このように、あらわれ易い才とは対照的に、徳は中々見分け難いものであります。才はあらわれ易いが故、「能ある鷹は爪を隠す」といった類の戒めが、昔から多くあるわけです。その才を余りにひけらかしたらば、そのうち足をすくわれることになるのですが、才人であればある程その才をあらわそうとしてしまい、寧ろ結果は余り良い方向に行かないのが常であります。

安岡正篤先生は、人生を生きる上で大事な三つのことの一つに、「常に陰徳を志すこと」を挙げておられます。陰徳を積むというのは、「俺は世のため人のために之だけのことをしたんだ!」と言って回るのではなく、誰見ざる聞かざるの中で世に良いと思うことに対して一生懸命に取り組むということです。多くの人が気付かない目立たぬ徳の方には況して、陰徳というものもあるわけです。

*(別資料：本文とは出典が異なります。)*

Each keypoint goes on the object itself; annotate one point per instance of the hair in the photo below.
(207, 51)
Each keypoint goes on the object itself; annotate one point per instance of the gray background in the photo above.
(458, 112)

『論語』の「憲問第十四の三十五」に「驥(き)は其の力を稱(しょう)せず。その徳を稱するなり」とあります。つまり孔子の言うところ、「一日に千里も駆ける駿足を誇る名馬も、その馬の持つ力のみで勝っているのではない。良馬として兼ね備えていなければいけない条件、調教や訓練によって培われた能力、人に例えれば才能と徳があるためである。要するに才能に優れただけではなく、徳を修め徳を磨いて初めて俊足の名馬になる」ということです。前述した通り才だけでは「わずか」であって、徳を併せて初めてその才も生きて一人前になり得るのです。